Standardise Asynchronous Logging and Message Encoding on Windows

CMCDragonkai commented 2 years ago

Specification

Using process.stderr and console.error behaves differently when on Windows compared Linux and MacOS.

Files: synchronous on Windows and POSIX
TTYs (Terminals): asynchronous on Windows, synchronous on POSIX
Pipes (and sockets): synchronous on Windows, asynchronous on POSIX

By applying this fix to our stream handlers:

// Default behaviour on Node.js:
// Files: synchronous on Windows and POSIX
// TTYs (Terminals): asynchronous on Windows, synchronous on POSIX
// Pipes (and sockets): synchronous on Windows, asynchronous on POSIX
// In order to align Windows with POSIX behaviour:
if (process.stdout.isTTY) {
  process.stdout._handle.setBlocking(true);
} else if (os.platform() === 'win32' && !process.stdout.isTTY) {
  process.stdout._handle.setBlocking(false);
}

It ends up making Windows behave the same as Linux and MacOS.

The same needs to be applied to stderr as well.

Note that we leave ConsoleErrHandler the same as usual because it's not necessarily going to nodejs.

This means we should probably create StandardOutHandler and StandardErrHandler, which is a breaking change for any usage of StreamHandler. This requires a rename in downstream projects... primarily tests in DB, EFS and PK.

Additionally Powershell currently outputs in UTF-16LE. This is a bit weird when piping the output of the stderr/stdout to a file. We can write in code:

process.stdout.setDefaultEncoding('utf-8');
process.stderr.setDefaultEncoding('utf-8');

Just to be really sure (but it is a global change note). One idea is to only set it when we outputting a log, to avoid global changes, we can tack on a utf-8 setting. Or we can respect whatever has been set in the application.

That being said, it won't work for powershell, only CMD. So powershell requires an update to the latest powershell core for it work properly.

As for CRLF vs LF, always use LF in our logs. Both powershell and cmd understand and render this properly.

Additional context

Tasks

...
...
...

CMCDragonkai commented 2 years ago

See https://github.com/facebook/jest/issues/9324#issuecomment-1199457498 for the buggy jest that occurs when asynchronous logging is occurring.

This must be because process.stdout and process.stderr is asynchronous on windows.

In doing so, logs must be output after the tests finishes and we get a exit code of 1.
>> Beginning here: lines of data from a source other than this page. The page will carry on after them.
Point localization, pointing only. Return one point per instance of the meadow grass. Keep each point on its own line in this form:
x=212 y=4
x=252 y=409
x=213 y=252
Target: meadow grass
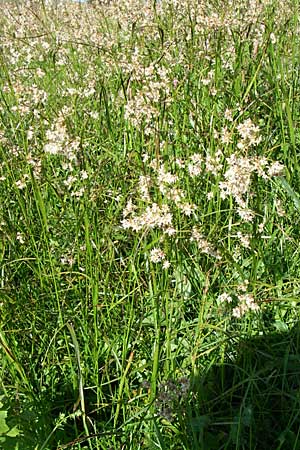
x=149 y=183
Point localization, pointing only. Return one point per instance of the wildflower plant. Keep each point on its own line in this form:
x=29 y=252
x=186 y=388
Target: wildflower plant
x=149 y=188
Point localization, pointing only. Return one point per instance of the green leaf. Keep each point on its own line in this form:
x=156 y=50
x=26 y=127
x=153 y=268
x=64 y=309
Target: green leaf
x=13 y=432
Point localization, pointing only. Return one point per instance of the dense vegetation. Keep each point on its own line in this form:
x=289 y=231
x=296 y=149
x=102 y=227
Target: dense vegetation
x=150 y=206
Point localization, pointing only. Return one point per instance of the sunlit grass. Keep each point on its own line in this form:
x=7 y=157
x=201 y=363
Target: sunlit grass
x=149 y=225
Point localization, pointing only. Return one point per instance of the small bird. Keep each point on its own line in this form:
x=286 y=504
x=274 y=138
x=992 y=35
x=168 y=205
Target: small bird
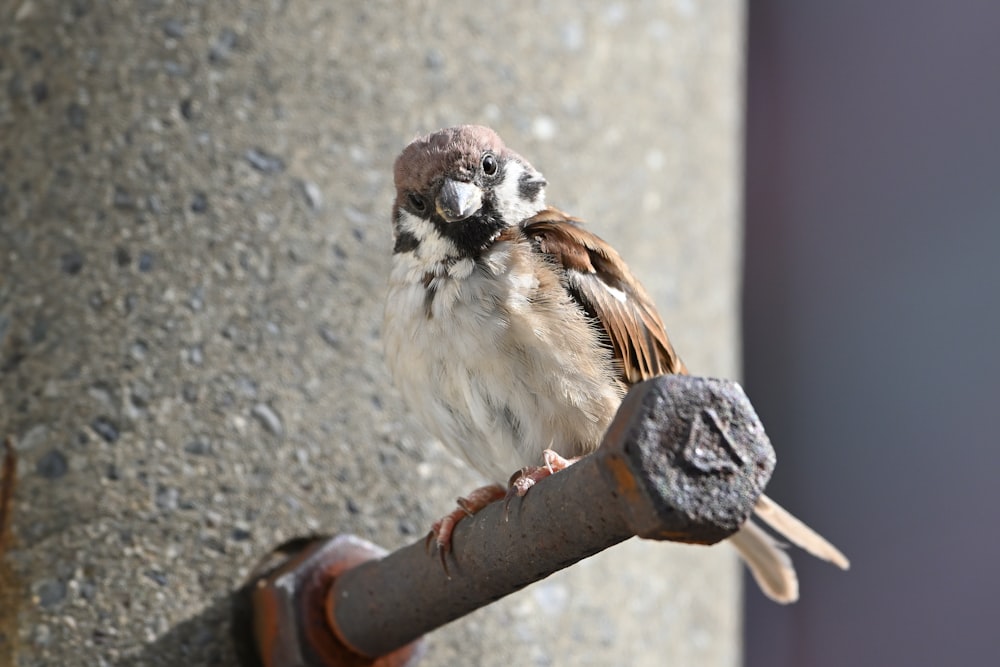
x=513 y=333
Fixing that problem is more than fixing up the js-logger, since any usage of process.stdout or process.stderr could be problematic. These may still be used by programs outside of js-logger.

It may be a good idea to provide a different library to just fix this globally, not just for the js-logger.
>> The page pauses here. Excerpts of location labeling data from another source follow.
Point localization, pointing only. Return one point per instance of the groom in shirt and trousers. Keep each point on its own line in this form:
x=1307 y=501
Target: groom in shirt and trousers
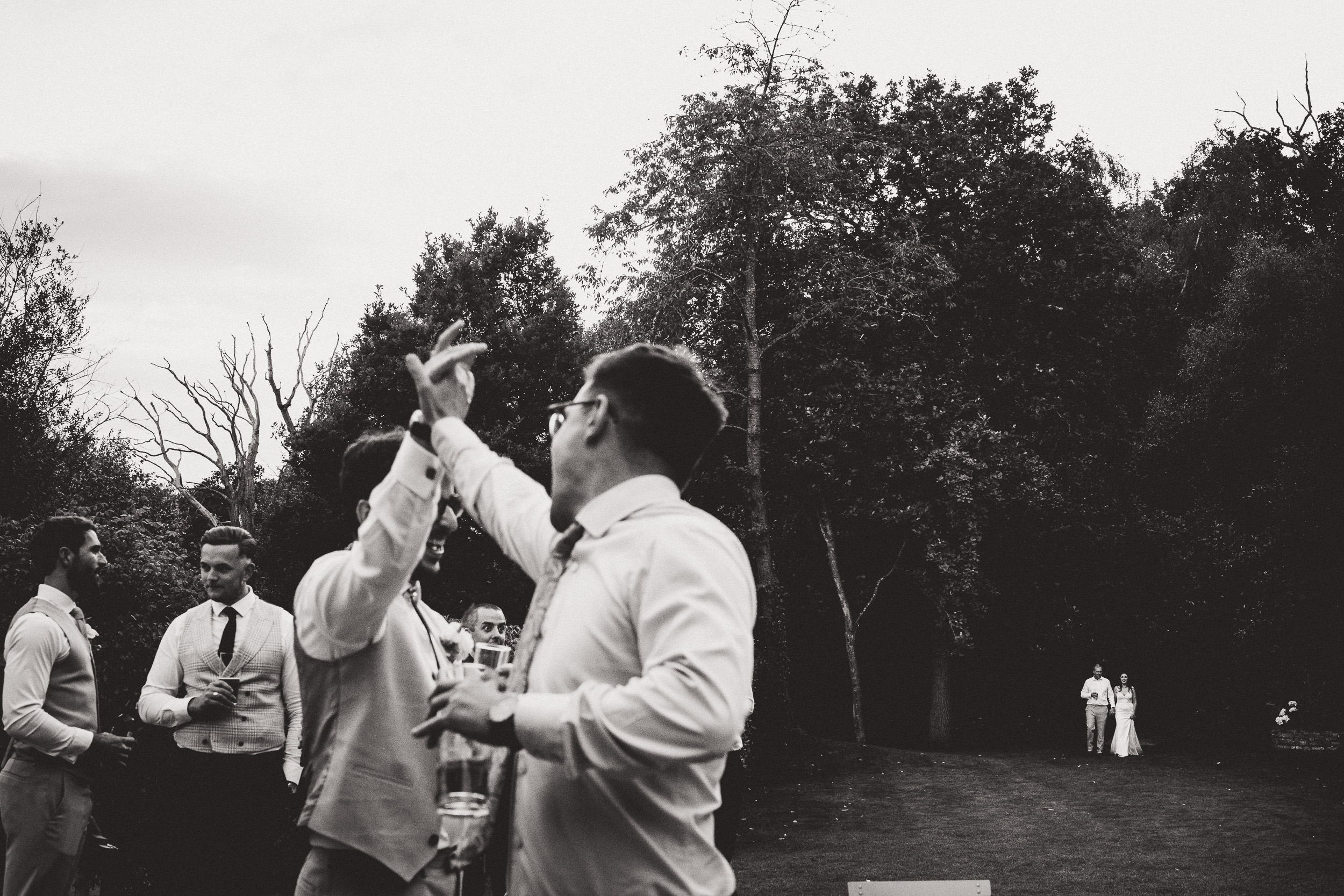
x=50 y=711
x=1101 y=701
x=225 y=680
x=633 y=672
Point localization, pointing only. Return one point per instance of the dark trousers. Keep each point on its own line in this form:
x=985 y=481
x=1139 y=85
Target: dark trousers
x=729 y=814
x=227 y=816
x=494 y=864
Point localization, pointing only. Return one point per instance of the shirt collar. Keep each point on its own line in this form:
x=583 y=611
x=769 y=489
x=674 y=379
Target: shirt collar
x=242 y=605
x=620 y=501
x=57 y=597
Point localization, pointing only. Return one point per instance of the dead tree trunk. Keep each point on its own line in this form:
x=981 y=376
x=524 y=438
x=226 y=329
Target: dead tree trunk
x=772 y=679
x=855 y=687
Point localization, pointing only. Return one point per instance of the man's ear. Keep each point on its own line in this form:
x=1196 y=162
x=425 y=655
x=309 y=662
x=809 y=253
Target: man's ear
x=600 y=420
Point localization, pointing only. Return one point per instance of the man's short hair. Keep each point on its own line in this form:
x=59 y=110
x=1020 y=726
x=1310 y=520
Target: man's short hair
x=232 y=535
x=663 y=401
x=367 y=461
x=54 y=534
x=468 y=620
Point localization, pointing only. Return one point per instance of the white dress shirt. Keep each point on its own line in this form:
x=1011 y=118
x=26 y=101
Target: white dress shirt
x=159 y=700
x=346 y=594
x=33 y=647
x=639 y=687
x=1101 y=687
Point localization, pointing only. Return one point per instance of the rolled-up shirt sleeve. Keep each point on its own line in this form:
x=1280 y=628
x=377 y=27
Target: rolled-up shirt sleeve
x=342 y=604
x=33 y=647
x=159 y=701
x=692 y=613
x=509 y=504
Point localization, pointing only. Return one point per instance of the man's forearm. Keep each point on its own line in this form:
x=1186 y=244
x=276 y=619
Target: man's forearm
x=346 y=602
x=44 y=731
x=159 y=707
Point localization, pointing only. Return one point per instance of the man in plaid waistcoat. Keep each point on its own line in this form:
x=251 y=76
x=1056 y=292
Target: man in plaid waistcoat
x=226 y=682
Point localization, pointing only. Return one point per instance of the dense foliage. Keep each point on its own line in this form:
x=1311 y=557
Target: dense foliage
x=1042 y=417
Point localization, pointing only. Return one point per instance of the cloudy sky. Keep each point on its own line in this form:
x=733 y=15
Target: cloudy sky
x=214 y=163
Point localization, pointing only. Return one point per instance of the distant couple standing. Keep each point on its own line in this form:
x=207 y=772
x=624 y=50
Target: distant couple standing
x=1104 y=700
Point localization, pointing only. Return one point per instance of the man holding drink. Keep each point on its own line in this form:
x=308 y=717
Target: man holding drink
x=632 y=676
x=237 y=726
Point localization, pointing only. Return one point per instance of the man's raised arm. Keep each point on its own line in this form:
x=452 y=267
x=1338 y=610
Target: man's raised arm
x=343 y=599
x=510 y=505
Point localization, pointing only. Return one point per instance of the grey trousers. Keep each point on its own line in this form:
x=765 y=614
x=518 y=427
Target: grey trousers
x=45 y=811
x=1096 y=728
x=346 y=872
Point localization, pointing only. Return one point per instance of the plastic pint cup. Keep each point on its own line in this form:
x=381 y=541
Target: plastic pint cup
x=492 y=656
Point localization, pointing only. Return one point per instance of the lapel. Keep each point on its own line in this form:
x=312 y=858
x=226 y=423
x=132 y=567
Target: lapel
x=259 y=629
x=202 y=637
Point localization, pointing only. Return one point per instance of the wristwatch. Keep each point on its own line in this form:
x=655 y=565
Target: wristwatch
x=502 y=723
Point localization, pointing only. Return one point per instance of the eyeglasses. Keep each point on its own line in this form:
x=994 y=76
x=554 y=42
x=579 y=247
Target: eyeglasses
x=558 y=414
x=452 y=504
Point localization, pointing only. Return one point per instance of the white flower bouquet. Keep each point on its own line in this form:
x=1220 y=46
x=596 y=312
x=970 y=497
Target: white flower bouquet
x=457 y=642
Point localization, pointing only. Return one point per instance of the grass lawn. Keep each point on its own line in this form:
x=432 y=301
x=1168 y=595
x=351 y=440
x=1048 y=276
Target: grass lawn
x=1046 y=822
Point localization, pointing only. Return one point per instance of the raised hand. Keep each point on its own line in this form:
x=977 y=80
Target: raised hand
x=217 y=703
x=445 y=383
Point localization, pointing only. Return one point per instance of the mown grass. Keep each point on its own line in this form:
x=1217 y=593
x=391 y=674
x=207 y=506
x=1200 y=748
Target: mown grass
x=1046 y=822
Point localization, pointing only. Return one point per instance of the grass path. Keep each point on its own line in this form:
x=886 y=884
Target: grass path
x=1047 y=824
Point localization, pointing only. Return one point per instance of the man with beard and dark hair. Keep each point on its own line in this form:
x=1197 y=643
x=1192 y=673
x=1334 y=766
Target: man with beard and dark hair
x=50 y=711
x=235 y=723
x=369 y=656
x=632 y=677
x=484 y=622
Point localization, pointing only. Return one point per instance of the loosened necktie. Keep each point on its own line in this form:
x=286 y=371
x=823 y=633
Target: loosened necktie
x=525 y=650
x=226 y=641
x=84 y=630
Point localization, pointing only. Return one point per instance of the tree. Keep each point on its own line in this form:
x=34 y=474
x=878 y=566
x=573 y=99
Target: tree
x=225 y=426
x=502 y=280
x=705 y=203
x=42 y=334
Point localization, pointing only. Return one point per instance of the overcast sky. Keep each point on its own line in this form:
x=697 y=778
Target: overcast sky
x=218 y=162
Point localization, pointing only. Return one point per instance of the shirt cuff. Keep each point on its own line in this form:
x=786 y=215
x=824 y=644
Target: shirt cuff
x=539 y=723
x=416 y=468
x=80 y=743
x=174 y=712
x=451 y=437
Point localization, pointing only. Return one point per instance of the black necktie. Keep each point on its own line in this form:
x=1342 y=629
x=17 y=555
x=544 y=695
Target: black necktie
x=226 y=641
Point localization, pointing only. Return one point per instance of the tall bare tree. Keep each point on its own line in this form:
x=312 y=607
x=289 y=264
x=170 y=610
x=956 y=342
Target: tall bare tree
x=304 y=378
x=225 y=426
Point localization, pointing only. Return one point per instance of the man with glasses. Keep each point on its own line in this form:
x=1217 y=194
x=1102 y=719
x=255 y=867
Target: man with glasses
x=632 y=676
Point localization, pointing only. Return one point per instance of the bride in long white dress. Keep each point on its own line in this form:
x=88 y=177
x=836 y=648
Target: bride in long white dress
x=1125 y=743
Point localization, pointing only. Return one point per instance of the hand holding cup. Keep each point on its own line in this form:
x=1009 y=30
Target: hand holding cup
x=445 y=383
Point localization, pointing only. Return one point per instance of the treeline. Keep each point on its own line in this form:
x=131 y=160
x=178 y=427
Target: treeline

CMCDragonkai commented 2 years ago

Note that process.stdout.write and process.stderr.write does have a callback option. I wonder if we can solve this more specifically by just adding a callback to these calls and returning a promise instead.

CMCDragonkai commented 2 years ago

Ok I've found out some more interesting information:

This means process.exit is dangerous as it doesn't flush stdout and stderr buffers.
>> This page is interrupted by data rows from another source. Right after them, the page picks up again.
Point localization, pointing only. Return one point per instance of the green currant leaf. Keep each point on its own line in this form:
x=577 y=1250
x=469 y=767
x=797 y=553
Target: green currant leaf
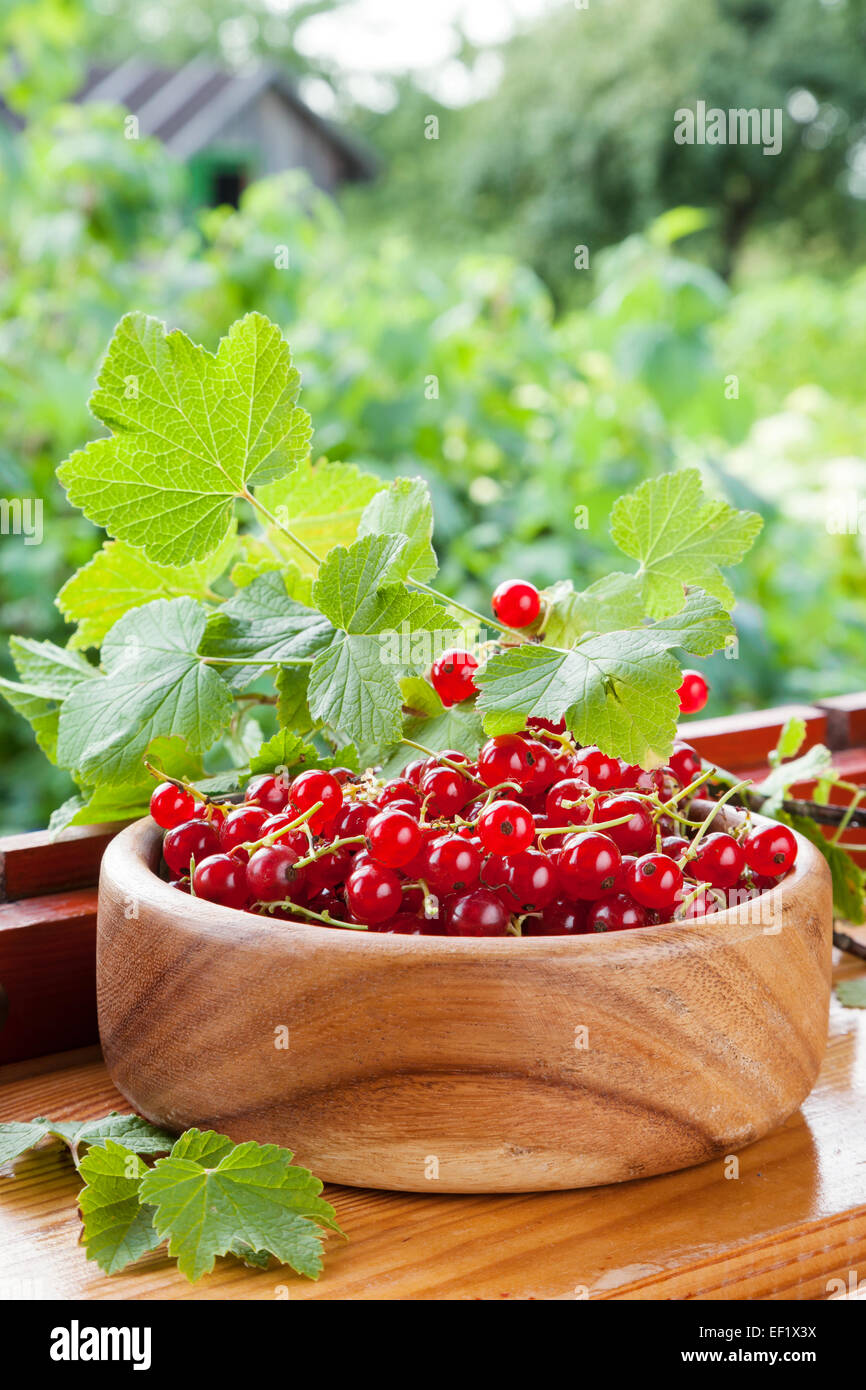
x=405 y=509
x=352 y=690
x=210 y=1194
x=848 y=879
x=612 y=602
x=156 y=685
x=47 y=674
x=117 y=1229
x=852 y=993
x=191 y=432
x=680 y=538
x=264 y=626
x=120 y=577
x=321 y=503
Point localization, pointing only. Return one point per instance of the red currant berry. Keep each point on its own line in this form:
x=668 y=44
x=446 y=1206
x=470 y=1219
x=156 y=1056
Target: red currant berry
x=544 y=767
x=506 y=827
x=506 y=758
x=619 y=912
x=588 y=865
x=637 y=834
x=317 y=786
x=516 y=602
x=559 y=919
x=445 y=791
x=273 y=873
x=452 y=676
x=394 y=838
x=451 y=865
x=770 y=851
x=533 y=880
x=399 y=790
x=242 y=826
x=328 y=869
x=352 y=819
x=699 y=906
x=221 y=879
x=674 y=845
x=268 y=791
x=478 y=913
x=655 y=880
x=192 y=840
x=373 y=893
x=595 y=767
x=719 y=861
x=171 y=805
x=694 y=692
x=566 y=802
x=684 y=763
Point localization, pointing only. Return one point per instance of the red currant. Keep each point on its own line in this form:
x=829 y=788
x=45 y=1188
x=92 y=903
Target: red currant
x=684 y=763
x=373 y=893
x=694 y=692
x=221 y=879
x=506 y=758
x=506 y=827
x=394 y=838
x=445 y=790
x=595 y=767
x=171 y=805
x=559 y=919
x=451 y=863
x=655 y=880
x=268 y=791
x=588 y=865
x=245 y=824
x=273 y=873
x=719 y=861
x=192 y=840
x=566 y=802
x=772 y=851
x=478 y=913
x=533 y=880
x=317 y=786
x=452 y=676
x=637 y=834
x=516 y=602
x=619 y=912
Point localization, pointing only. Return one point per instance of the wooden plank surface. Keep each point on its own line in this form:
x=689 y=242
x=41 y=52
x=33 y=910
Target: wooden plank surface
x=794 y=1218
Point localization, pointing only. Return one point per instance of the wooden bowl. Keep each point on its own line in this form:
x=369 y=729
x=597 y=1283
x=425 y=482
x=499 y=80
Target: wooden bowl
x=463 y=1065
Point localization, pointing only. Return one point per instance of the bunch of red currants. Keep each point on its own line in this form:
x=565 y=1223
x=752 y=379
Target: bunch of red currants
x=535 y=837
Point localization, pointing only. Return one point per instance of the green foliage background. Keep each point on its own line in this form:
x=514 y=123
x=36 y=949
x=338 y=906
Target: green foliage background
x=466 y=346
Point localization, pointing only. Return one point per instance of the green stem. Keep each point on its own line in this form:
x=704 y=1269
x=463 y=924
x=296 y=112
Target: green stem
x=273 y=521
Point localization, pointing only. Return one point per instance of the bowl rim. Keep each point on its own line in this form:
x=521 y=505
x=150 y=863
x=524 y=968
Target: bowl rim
x=131 y=855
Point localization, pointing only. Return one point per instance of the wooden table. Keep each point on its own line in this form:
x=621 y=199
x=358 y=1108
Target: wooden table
x=794 y=1219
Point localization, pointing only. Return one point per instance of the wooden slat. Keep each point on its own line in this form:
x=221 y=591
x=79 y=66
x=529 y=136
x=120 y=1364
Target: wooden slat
x=47 y=970
x=791 y=1221
x=744 y=741
x=36 y=863
x=845 y=719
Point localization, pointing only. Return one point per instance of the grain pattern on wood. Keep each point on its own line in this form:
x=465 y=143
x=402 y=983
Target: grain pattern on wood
x=790 y=1222
x=36 y=863
x=501 y=1065
x=47 y=972
x=745 y=741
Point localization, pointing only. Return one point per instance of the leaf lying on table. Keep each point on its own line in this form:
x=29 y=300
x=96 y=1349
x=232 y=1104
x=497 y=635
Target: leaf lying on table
x=138 y=1134
x=207 y=1197
x=210 y=1193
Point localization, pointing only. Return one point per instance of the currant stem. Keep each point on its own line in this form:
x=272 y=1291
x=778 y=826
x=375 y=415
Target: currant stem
x=273 y=520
I can see that in PK this is currently being used:

»» ~/Projects/Polykey
 ♖ ag 'process.exit\('                               (feature-concurrent-state) pts/6 15:02:26
src/bin/utils/ExitHandlers.ts
43:    process.exit();

tests/grpc/utils/testService.ts
215:        if (message === 'exit') process.exit(0);
235:        if (message === 'exit') process.exit(0);

These should be refactored out.

Interesting the usage of that package.

I'm a bit confused right now what is synchronous and what isn't synchronous. I searched over the nodejs codebase and I can see that it already calls this._handle.setBlocking(true); when it is a TTY. I suppose this should be true even on Windows, but maybe it isn't.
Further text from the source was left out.